Auf in den Kampf


„Luna, wach auf!", drang eine Stimme in mein Ohr und ich öffnete meine Augen. Wir fuhren auf einer voll befahrenden Straße und draußen war es immer noch stockfinster. Ich hörte Mia auf dem Rücksitz leise schnarchen und Ben gleichmäßig atmen.

Wer hatte mich geweckt? Und warum? Langsam drehte ich meinen Kopf und sah Jayden an: „Was'n los?", fragte ich, immer noch nicht ganz wach. "Sind wir da?"

„Nein" Er schüttelte den Kopf. "Aber ich schlaf gleich ein."

„Wenn du mich jetzt fragst ob ich fahren kann...sorry, ich habe leider noch keinen Führerschein." Ich zuckte mit den Schultern.

„Nein, das wollte ich gar nicht. Lenk mich ab." Es klang wie ein Befehl und war vermutlich auch einer. Normalerweise hätte ich, wenn jemand in diesem Tonfall mit mir gesprochen hätte, schon aus Prinzip trotzig reagiert. Aber was war im Moment schon normal? Und außerdem war das meine Gelegenheit Informationen aus dem Jungen neben mir raus zu kitzeln.

Ich fragte ihn also: „Was ist mit deiner Mutter?"

Aus dem Augenwinkel nahm ich war, dass sich Jayden unmerklich versteifte und war schon darauf vorbereitet, rüde von ihm abgewiesen zu werden, doch er überraschte mich: "Sie ist...besessen."

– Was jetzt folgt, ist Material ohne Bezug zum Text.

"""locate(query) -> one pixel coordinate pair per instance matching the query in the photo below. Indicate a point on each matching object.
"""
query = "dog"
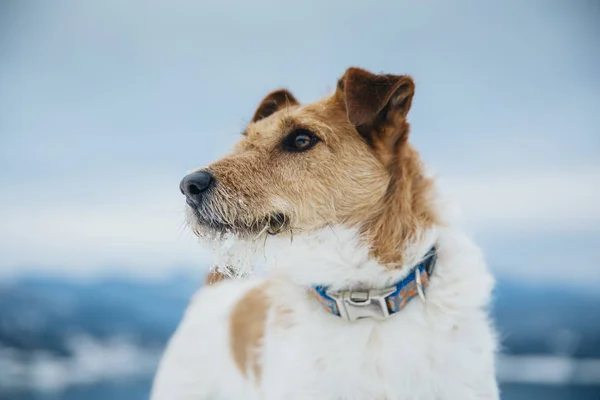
(354, 284)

„Inwiefern?", hakte ich nach.

„Das ist kompliziert und außerdem eine seeehr lange Geschichte."

„Und wir haben noch eine seeehr lange Autofahrt vor uns. Und wenn ich dich erinnern darf: du wolltest unbedingt eine Ablenkung."

Kurz schwieg Jayden, und ich wollte schon weiter nachfragen, als er den Mund öffnete und leise zu sprechen begann: „Du weißt, dass ich adoptiert bin, oder?"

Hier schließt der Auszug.